While many of the new, venture capital-funded freight marketplaces threaten to disintermediate middlemen in the freight management process, DrayNow seeks to enable, not displace, IMCs by giving them a more efficient management platform for intermodal freight.

Rather than having to build or buy visibility tools, IMC’s can tap into an existing platform to deliver on their value proposition to shippers of real-time oversight and communication.

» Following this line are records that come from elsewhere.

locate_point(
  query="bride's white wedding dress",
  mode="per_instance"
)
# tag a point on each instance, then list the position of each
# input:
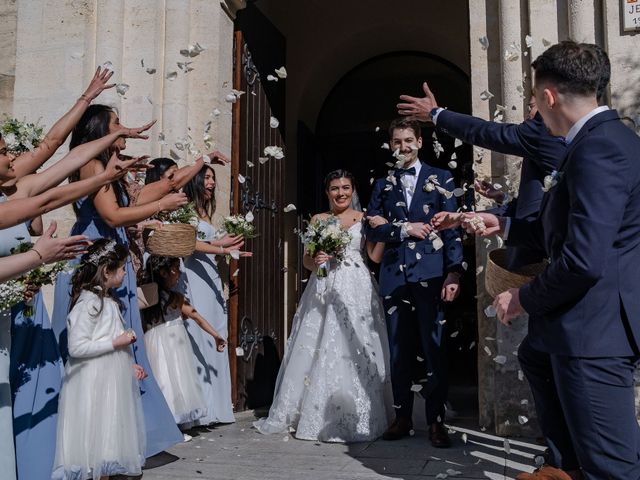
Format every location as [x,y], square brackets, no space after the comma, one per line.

The fast-growing DrayNow carrier base is up to 2,500. Once drivers download the DrayNow app to their phones, their locations are tracked and traced through the app and they are required to log milestones and complete all relevant paperwork along the way. All data and documents are immediately visible on the platform for IMCs to see.

Want to know exactly where the truck is? IMCs logged into DrayNow on their desktop can pinpoint the exact location on a map.

Perhaps an IMC prefers more of an “exception management” approach that, at a glance, shows shipments that are on time, need checking, or are in danger of missing a milestone. On the right is a demonstration of what they would see on the platform.

The future of intermodal marketing companies

Intermodal marketing companies are vital to the efficient operation of intermodal supply chains. Rail carriers will continue to rely on intermediaries to directly manage contracts with rail shippers.

But among IMCs, there will be winners and losers.

The winners will be tech-enabled IMCs who truly deliver on the core IMC value proposition of real-time oversight and communication.That’s just not possible for those who continue to cling to the low-tech ways of working that characterize today’s intermodal freight industry.